Analyzing Steam Games 2025: Genres, Players and User Ratings

#python #datascience #pandas #jupyter

As part of my Master in Data Science & AI at Evolve, I worked on a data analysis project using a real Steam games dataset from 2025.

The goal of the project was to practice the full workflow of a data analysis project: understanding the dataset, cleaning it, transforming variables, creating visualizations and explaining the results in a way that is easy to understand.

The main question I wanted to answer was:

Which Steam genres have the highest average estimated users per game, and which ones have the highest average playtime?

Later, I expanded the analysis with two additional questions:

Are there clear differences between free and paid games?
Is there any relationship between positive ratings, estimated users and average playtime?

Dataset

The dataset used in this project was Steam Games dataset 2025, downloaded from Kaggle.

It contains around 95,000 games and 47 columns, including information such as:

game name;
release date;
genres;
price;
estimated owners;
average playtime;
positive and negative reviews.

One important detail is that the original CSV file is not included in the GitHub repository because it is too large. Instead, the repository explains where the file should be placed in order to reproduce the project.

Data cleaning and transformation

Before analyzing the data, I had to transform several columns.

For example, the estimated_owners column does not contain an exact number of users. It contains ranges such as 100000 - 200000. To work with this variable, I used the midpoint of each range as an approximation.

I also converted average_playtime_forever from minutes to hours, separated games with multiple genres, translated the main genre names into Spanish for the final report, and created summary tables for the analysis.

One of the most important decisions was not to use total estimated users by genre as the main metric. A single game can belong to several genres, so summing users by genre can produce inflated numbers. Instead, I focused on average estimated users per game, which gave a more realistic comparison between genres.

Main findings

Among genres with at least 1,000 games, the genres with the highest average estimated users per game were:

Massively Multiplayer
Free To Play
Action
RPG
Strategy

This showed that popularity is not only about how many games a genre has, but also about how many users an average game in that genre can attract.

When analyzing average playtime, the ranking changed. The genres with the highest average playtime were:

Simulation
Massively Multiplayer
Casual
Adventure
Action

This was one of the most interesting parts of the project. The genres with the most estimated users were not always the same genres with the highest playtime. In other words, popularity and retention are related, but they are not the same thing.

Free games vs paid games

I also compared free and paid games.

Free games had a higher average number of estimated users. This makes sense because they have no economic barrier to entry, so more users can try them.

However, paid games had higher average playtime. My interpretation is that users who pay for a game may be more likely to spend more time playing it.

Interestingly, the average positive rating was very similar between free and paid games.

Ratings and popularity

In the last part of the project, I analyzed whether positive ratings were strongly related to estimated users or average playtime.

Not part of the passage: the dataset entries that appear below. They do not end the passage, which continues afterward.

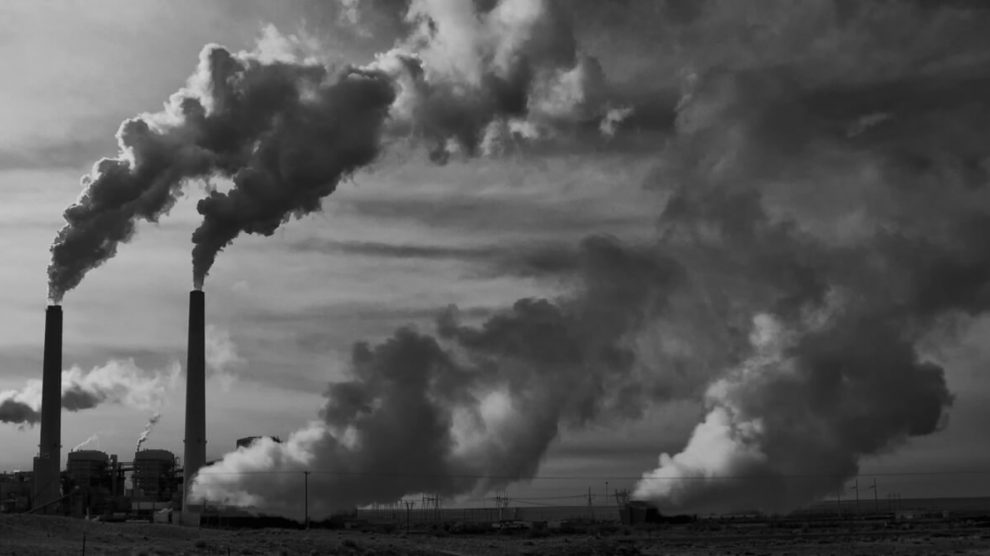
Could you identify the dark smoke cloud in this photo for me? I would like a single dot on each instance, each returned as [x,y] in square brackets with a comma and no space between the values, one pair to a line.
[472,407]
[286,131]
[548,259]
[243,116]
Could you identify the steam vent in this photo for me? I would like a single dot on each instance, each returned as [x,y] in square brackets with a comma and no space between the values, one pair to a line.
[46,465]
[195,444]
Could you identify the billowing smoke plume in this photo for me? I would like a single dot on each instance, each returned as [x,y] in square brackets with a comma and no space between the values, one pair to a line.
[117,382]
[470,409]
[839,250]
[143,437]
[822,209]
[91,439]
[286,130]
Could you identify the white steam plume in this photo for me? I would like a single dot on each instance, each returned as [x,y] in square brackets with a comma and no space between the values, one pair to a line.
[119,381]
[92,438]
[143,437]
[286,129]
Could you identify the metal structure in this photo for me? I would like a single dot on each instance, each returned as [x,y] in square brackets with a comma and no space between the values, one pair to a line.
[47,483]
[155,476]
[195,442]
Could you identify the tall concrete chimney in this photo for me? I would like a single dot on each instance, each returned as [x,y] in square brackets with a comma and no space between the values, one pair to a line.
[195,449]
[47,486]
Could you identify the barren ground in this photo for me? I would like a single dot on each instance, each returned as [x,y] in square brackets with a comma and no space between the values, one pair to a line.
[35,535]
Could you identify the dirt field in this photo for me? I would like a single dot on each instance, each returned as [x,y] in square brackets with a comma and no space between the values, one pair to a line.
[32,535]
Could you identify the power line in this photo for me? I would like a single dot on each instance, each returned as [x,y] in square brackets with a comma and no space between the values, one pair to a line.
[207,472]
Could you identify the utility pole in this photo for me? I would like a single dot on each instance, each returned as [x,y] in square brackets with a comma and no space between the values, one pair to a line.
[838,500]
[876,498]
[409,507]
[306,498]
[856,488]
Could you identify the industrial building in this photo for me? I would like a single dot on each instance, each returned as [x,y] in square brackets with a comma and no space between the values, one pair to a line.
[97,483]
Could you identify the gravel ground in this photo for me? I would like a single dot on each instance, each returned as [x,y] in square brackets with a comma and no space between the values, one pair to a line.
[36,535]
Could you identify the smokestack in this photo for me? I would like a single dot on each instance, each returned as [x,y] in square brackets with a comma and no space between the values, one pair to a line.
[47,464]
[195,445]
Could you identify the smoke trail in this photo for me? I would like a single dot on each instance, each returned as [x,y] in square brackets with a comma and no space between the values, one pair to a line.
[471,408]
[119,382]
[286,131]
[15,411]
[152,421]
[92,438]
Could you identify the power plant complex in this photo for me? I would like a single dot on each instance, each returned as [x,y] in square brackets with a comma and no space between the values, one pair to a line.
[93,482]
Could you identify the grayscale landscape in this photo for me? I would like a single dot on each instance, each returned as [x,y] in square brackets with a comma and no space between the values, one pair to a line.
[495,277]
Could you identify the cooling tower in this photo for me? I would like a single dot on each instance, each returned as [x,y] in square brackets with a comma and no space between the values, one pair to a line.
[47,486]
[195,444]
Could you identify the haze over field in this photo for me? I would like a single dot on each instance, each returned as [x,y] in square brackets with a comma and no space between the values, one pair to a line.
[749,239]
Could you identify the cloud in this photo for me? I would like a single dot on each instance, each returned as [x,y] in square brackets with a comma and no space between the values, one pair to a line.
[117,381]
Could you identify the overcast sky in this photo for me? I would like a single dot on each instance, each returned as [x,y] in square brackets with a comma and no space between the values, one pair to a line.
[905,83]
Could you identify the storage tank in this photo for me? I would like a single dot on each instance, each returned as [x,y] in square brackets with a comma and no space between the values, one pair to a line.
[154,475]
[88,468]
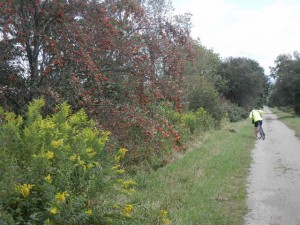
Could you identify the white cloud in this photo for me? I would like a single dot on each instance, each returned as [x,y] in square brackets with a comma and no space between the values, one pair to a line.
[260,31]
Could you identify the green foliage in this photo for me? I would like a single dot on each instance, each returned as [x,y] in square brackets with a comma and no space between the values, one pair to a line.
[54,170]
[203,94]
[198,121]
[235,113]
[246,81]
[286,92]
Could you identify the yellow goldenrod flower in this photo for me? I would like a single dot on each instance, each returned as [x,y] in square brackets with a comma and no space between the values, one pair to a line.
[48,178]
[128,183]
[53,210]
[61,197]
[89,212]
[57,144]
[127,210]
[24,189]
[164,217]
[49,155]
[129,191]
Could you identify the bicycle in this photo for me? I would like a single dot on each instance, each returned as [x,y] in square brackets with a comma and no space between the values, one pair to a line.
[260,134]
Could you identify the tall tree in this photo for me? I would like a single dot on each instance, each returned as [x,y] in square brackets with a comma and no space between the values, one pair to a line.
[286,91]
[246,81]
[116,58]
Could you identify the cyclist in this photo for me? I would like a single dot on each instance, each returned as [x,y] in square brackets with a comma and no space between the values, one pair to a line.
[256,117]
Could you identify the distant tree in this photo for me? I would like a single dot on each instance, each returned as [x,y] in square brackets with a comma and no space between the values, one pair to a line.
[286,90]
[246,82]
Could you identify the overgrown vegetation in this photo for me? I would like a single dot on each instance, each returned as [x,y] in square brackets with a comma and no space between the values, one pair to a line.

To make this analysis more reliable, I filtered games with at least 50 reviews. This was important because games with very few reviews can have extreme percentages that are not representative.

The result was that positive ratings had a very weak relationship with both estimated users and playtime. A game can be popular without having exceptionally high ratings, and a highly rated game does not necessarily have a massive number of users.

Technical Notes

Some methodological decisions were important for keeping the analysis consistent:

estimated_owners was converted from ranges into approximate numeric values using the midpoint of each range.
Genres were exploded so that each game could be counted once per genre.
Genres with fewer than 1,000 games were filtered out in the main genre comparison to avoid unstable rankings.
Games with fewer than 50 reviews were excluded from the ratings analysis to reduce noise.
Correlation was interpreted carefully, since it does not imply causation.

What I learned

One of the main things I learned is that in data analysis, getting a result is not enough. The result also needs to make sense.

At one point, the total estimated users by genre produced very large numbers. Instead of accepting them directly, I reviewed the metric and realized that using average users per game was a better approach for the question I was trying to answer.

I also practiced:

cleaning and transforming real-world data;
creating new variables;
working with grouped summaries;
building visualizations;
explaining limitations;
preparing a project to be shared publicly.

I also used AI support during the project, mainly to help structure the work, review code, improve explanations and detect possible interpretation issues. The analysis decisions and final interpretation were reviewed step by step as part of the learning process.